"Joy and pleasure are as real as pain and sorrow and one must learn what they have to teach. . . ." -- Sean Russell, from Gatherer of Clouds

"If you're not having fun, you're not doing it right." -- Helyn D. Goldenberg

"I love you and I'm not afraid." -- Evanescence, "My Last Breath"

“If I hear ‘not allowed’ much oftener,” said Sam, “I’m going to get angry.” -- J.R.R. Tolkien, from Lord of the Rings

Monday, January 26, 2009

Marriage Note

Andrew Sullivan has a very good comment on how including gay couples will affect civil marriage -- it won't:

Think of the diversity of lived experience that now exists within this civil institution in America. . . . Are people really saying that a lesbian couple of several decades or a newly married couple like me and Aaron fall outside the cultural range of these experiences? Civil marriage is already so broad in its inclusion of social types and practices that including gay couples will make virtually no difference at all. And this is the genius of civil marriage: it's a unifying, not balkanizing, civic institution. To argue that including gay couples destroys the institution is absurd.

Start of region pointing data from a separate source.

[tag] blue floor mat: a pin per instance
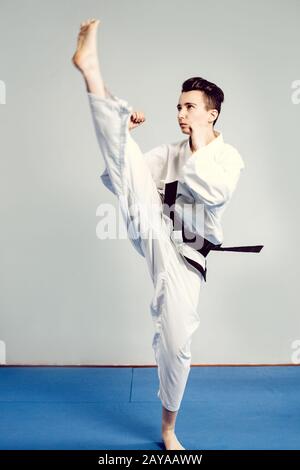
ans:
(117, 408)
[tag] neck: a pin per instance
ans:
(203, 138)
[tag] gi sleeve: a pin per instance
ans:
(157, 162)
(212, 179)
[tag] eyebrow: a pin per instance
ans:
(184, 104)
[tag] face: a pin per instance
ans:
(191, 110)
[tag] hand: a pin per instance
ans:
(136, 119)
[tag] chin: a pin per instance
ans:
(185, 130)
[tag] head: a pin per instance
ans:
(199, 103)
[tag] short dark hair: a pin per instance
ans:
(213, 95)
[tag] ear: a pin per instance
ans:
(213, 114)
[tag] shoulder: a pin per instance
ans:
(230, 155)
(175, 146)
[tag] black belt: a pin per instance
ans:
(195, 240)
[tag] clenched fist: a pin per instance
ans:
(136, 119)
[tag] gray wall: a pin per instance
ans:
(68, 297)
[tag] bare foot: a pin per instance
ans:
(170, 440)
(85, 57)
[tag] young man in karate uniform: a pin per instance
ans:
(200, 171)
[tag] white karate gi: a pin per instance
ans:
(207, 176)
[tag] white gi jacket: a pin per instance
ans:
(206, 180)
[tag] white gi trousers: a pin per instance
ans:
(177, 284)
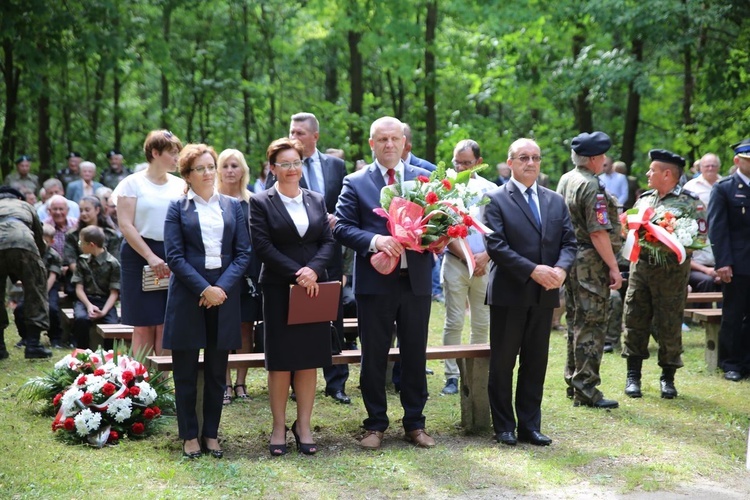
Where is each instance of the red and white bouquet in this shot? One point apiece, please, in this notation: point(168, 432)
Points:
point(662, 231)
point(426, 213)
point(100, 397)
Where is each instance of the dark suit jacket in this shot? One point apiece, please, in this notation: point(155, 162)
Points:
point(729, 224)
point(184, 323)
point(279, 246)
point(517, 245)
point(357, 224)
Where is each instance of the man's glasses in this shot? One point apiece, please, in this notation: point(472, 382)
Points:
point(527, 159)
point(289, 164)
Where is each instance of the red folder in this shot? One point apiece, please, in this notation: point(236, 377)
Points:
point(305, 309)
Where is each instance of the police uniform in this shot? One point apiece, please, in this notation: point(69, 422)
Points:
point(657, 291)
point(587, 291)
point(21, 247)
point(98, 275)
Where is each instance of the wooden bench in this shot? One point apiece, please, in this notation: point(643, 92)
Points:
point(473, 361)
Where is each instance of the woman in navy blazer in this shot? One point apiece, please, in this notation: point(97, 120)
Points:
point(207, 243)
point(292, 238)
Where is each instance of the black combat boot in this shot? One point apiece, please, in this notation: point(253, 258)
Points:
point(633, 380)
point(34, 349)
point(3, 351)
point(668, 390)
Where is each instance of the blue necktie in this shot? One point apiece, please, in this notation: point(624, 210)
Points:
point(532, 206)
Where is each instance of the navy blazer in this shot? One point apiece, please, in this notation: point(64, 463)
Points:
point(729, 224)
point(517, 245)
point(184, 323)
point(357, 224)
point(279, 246)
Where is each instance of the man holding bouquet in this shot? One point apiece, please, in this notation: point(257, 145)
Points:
point(402, 296)
point(658, 279)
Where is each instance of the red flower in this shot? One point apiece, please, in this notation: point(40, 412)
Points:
point(108, 389)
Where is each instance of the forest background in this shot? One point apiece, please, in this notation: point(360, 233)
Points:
point(94, 75)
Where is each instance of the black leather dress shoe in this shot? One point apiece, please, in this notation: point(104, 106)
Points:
point(507, 438)
point(339, 396)
point(606, 404)
point(732, 375)
point(534, 437)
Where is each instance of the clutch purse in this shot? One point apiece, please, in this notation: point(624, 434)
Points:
point(151, 282)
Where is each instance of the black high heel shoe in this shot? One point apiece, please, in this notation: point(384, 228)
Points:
point(213, 452)
point(304, 448)
point(277, 450)
point(192, 455)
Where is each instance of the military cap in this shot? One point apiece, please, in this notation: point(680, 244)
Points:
point(593, 144)
point(665, 156)
point(742, 149)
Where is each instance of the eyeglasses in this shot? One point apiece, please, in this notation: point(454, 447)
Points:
point(290, 164)
point(469, 163)
point(527, 159)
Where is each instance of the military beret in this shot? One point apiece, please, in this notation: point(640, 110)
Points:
point(665, 156)
point(742, 148)
point(593, 144)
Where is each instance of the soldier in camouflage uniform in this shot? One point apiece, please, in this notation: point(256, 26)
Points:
point(658, 286)
point(595, 272)
point(21, 247)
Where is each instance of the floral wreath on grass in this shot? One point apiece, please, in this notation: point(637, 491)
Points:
point(662, 231)
point(426, 213)
point(100, 397)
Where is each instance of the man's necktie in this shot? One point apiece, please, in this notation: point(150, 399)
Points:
point(532, 206)
point(312, 182)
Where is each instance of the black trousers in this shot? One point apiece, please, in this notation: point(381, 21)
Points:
point(734, 336)
point(521, 332)
point(185, 375)
point(376, 315)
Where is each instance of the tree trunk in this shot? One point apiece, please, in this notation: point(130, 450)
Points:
point(357, 94)
point(632, 111)
point(430, 88)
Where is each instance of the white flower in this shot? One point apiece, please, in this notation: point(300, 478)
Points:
point(120, 409)
point(147, 394)
point(87, 421)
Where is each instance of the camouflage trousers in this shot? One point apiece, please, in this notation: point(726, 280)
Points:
point(29, 268)
point(656, 299)
point(587, 325)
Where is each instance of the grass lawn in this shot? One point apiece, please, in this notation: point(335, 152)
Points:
point(694, 445)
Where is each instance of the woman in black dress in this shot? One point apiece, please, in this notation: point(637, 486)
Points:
point(291, 236)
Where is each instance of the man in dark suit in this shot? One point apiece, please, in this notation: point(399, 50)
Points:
point(402, 296)
point(729, 233)
point(532, 248)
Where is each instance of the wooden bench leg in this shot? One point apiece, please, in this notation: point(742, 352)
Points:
point(712, 345)
point(475, 402)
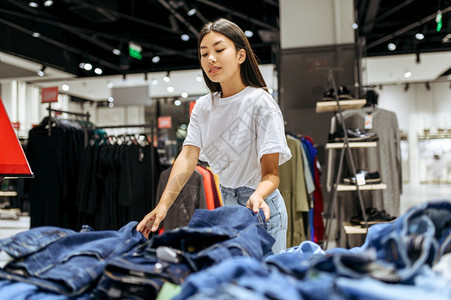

He's absolutely right, of course, and it's a stance that I've taken all along: including same-sex couples in marriage isn't going to change anything -- except a 5,000-year-old "definition" that Pat Robertson made up twenty years ago.

Sullivan links to this post by scott H. Payne that I think gets to the core of the issue (finally! I'm happy to see someone recognizing the dualistic nature of this struggle):

Of course, the struggle for marriage equality isn’t an either or affair: it is a struggle for both legal and social equality in the respect afforded same-sex couples. By my lights, Freddie gives the cultural challenges short shrift by focusing exclusively on the legal battles. Certainly I would argue that the first step in achieving some kind of all-around equality lies in securing legal equality of same-sex marriages, but I can’t imagine that anyone who has experienced discrimination based on their sexual orientation would suggest that being recognized in law will eradicate the day-to-day symptoms of inequality they encounter.

Payne's post is part of a series at The League of Ordinary Gentlemen that looks interesting. There's a couple of navigation links at the end of the post, starting with Freddie DeBoer's "Same-Sex Marriage and Nomenclature" and going on to E. D. Kain's "Western Civilization and Same-Sex Marriage". I'll try to follow up on these later.